I guess we’ll be seeing Charlottesville’s Landmark to the Great Recession for a while longer. Giving incentives to developers is often regarded as a bad thing, but in this case, the choice as I saw, was to either keep a deteriorating building, or provide a relatively small tax break in order to gain more tax revenue for the City of Charlottesville.
Serious questions: what solution is being proposed by the opponents to transform the Landmark into affordable housing? What is the proposed timeline and cost?
Ahead of the Charlottesville City Council’s final meeting of the year, the local arm of the Democratic Socialists of America protested the city’s plan to award the developer of an unfinished hotel building a tax break so that construction can be completed sooner rather than later.
“We’re trying to bring attention to the agreement the city has made with Dewberry,” said Michael Payne, a Democratic Socialist organizer.
Payne said he thinks the city needs to condemn the property and transform the site into affordable housing.
“I think the property is abandoned and is a nuisance. It’s a risk to the public and there’s been no effort to develop it,” he said.
Construction of the hotel, formerly known as the Landmark, started in 2008.
When the original project developers were forced to stop construction due to financial constraints and other problems, Dewberry, an Atlanta-based developer who has focused in recent years on developing a luxury hotel brand bearing his name, purchased the site at auction for $6.5 million in 2012.
At the start of 2016, the council sought to address the issue after loose debris from the incomplete hotel building damaged neighboring businesses. A council resolution on the matter led some to believe the city might seek to condemn the property, but officials chose to work with the developer to incentivize construction of the squalid tower looming over the Downtown Mall.
In return for guaranteeing 75 reserved parking spaces in the Water Street Parking Garage and an annual tax rebate that could amount to more than $1 million in the 10 years after the hotel opens, Dewberry would have needed to invest at least $20 million into the development of the project and “substantially complete construction” of the building by Sept. 30, 2020.
The estimate for the tax cut was based on an agreement to provide the developer an annual grant equal to 50 percent of what the developer pays for the property’s real estate tax each year.
As a friend succinctly noted
Great for the mall, great for the businesses, great for tourism, great for the overall economy, great for City revenue despite the tax incentives. Good job, guys.
Let’s look at the Belmont Bridge project for context on how quickly the City of Charlottesville is likely to move forward with condemning the Landmark, crafting a design, doing the necessary community roundtables and design charrettes and steering meetings, putting to public bid the architectural work, publicly bidding contractors …

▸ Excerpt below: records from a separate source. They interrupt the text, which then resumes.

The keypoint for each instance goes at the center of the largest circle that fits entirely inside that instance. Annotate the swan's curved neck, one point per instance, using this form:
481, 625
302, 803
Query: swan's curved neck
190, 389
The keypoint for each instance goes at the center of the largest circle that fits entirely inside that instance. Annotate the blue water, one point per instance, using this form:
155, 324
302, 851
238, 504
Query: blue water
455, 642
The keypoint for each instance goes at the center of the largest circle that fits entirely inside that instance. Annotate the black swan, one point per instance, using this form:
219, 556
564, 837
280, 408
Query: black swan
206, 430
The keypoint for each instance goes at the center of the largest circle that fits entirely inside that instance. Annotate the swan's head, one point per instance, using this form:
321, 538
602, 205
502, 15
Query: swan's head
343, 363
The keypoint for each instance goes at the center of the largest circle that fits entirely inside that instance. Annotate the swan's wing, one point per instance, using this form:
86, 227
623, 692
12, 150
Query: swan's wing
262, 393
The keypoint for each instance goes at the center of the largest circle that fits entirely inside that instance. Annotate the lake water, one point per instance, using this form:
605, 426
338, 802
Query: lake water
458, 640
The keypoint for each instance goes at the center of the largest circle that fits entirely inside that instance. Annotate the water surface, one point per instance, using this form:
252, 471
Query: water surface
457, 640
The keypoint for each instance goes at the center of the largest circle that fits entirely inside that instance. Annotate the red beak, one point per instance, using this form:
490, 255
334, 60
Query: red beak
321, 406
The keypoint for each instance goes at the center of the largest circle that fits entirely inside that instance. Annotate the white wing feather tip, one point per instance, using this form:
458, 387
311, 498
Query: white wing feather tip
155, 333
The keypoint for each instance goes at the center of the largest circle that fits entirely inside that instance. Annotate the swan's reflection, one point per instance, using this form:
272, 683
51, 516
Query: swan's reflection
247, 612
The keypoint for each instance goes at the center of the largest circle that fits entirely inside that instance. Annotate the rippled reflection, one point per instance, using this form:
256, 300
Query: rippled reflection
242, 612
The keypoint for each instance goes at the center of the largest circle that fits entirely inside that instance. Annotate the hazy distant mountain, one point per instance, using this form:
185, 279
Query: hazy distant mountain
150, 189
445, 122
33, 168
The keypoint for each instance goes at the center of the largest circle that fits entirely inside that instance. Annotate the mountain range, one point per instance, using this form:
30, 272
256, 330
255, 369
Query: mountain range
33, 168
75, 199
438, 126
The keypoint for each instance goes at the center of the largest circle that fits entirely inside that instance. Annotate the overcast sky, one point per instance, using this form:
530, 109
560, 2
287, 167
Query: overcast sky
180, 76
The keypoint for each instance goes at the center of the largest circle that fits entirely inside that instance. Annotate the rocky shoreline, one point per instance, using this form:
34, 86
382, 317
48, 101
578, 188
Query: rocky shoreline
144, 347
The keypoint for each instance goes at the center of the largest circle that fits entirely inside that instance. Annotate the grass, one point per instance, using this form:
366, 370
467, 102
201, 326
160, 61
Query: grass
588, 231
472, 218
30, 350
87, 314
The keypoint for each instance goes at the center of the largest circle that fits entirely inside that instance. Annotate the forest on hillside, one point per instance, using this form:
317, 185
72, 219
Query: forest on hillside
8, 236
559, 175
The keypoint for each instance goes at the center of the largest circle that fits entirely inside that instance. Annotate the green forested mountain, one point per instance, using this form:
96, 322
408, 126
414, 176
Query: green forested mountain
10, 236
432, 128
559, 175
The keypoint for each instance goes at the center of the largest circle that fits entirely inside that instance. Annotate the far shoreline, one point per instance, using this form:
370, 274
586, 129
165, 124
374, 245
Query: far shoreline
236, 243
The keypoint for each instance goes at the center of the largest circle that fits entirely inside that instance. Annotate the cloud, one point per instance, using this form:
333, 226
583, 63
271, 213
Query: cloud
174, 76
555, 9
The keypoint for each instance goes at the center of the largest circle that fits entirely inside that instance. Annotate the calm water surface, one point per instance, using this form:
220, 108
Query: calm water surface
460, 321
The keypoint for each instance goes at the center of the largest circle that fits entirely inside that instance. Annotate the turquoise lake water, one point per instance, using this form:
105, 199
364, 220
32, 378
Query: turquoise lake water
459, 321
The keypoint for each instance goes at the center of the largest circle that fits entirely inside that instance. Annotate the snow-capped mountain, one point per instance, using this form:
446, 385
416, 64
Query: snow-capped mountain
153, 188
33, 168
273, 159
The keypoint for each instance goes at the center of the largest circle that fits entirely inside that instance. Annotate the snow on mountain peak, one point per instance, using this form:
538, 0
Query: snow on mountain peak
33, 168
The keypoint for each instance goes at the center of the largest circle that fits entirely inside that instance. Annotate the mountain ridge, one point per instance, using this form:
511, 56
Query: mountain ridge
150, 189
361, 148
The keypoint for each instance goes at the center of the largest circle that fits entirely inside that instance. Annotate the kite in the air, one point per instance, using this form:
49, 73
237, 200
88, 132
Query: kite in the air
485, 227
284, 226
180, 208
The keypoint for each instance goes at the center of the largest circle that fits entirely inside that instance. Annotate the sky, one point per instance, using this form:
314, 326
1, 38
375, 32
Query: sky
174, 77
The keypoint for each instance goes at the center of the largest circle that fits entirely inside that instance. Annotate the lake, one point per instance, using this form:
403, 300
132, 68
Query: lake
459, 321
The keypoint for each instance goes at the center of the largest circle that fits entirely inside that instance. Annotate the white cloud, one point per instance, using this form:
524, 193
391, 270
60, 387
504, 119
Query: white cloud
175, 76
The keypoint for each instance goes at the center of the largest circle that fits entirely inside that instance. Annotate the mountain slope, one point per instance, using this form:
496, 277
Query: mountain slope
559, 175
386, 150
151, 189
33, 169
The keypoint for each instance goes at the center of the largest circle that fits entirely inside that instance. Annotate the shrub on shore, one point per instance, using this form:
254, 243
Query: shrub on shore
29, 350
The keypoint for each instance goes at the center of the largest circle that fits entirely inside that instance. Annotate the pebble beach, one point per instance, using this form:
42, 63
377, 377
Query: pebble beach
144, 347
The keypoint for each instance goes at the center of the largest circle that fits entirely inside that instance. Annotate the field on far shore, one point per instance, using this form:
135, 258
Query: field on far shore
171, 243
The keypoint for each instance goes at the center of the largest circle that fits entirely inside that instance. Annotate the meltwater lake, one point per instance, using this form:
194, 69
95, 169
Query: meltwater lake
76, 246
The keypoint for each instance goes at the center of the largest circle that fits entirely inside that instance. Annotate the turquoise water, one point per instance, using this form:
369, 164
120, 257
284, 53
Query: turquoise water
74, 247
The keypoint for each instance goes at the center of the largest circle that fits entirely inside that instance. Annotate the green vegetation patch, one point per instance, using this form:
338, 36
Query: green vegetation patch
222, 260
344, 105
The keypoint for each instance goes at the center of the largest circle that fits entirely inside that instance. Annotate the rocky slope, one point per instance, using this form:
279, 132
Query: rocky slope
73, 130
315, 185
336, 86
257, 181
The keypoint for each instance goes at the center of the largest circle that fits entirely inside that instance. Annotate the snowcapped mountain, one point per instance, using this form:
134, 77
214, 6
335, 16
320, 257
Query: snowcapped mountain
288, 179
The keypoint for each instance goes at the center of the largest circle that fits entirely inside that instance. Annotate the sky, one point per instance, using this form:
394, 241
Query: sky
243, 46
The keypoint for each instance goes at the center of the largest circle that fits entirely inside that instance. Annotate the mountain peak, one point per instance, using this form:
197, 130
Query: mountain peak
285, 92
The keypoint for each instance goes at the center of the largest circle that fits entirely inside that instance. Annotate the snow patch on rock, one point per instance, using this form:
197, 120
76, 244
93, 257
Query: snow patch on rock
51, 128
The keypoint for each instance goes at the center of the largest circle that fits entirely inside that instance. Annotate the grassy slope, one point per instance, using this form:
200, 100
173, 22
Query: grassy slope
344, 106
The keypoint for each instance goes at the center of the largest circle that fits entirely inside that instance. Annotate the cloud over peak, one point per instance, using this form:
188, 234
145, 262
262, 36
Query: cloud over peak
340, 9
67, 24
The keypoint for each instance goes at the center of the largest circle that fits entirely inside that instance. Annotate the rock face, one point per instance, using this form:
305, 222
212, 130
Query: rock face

The Belmont Bridge was built in 1961 and a study in 2003 determined the bridge’s deck was deteriorating and recommended replacement as a more cost-effective solution than repair. City officials say the $14.5 million project, and a proposal submitted by MMM Design, are on hold so that some new ideas can be evaluated.
The Charlottesville Board of Architectural Review held a preliminary discussion about the Belmont Bridge Tuesday. The conceptual designs presented by consultant Kimley-Horn were the culmination of over 30,000 individual data points collected from community meetings, surveys and the Belmont Bridge project website.
Ok, then. Fingers crossed, and breath held.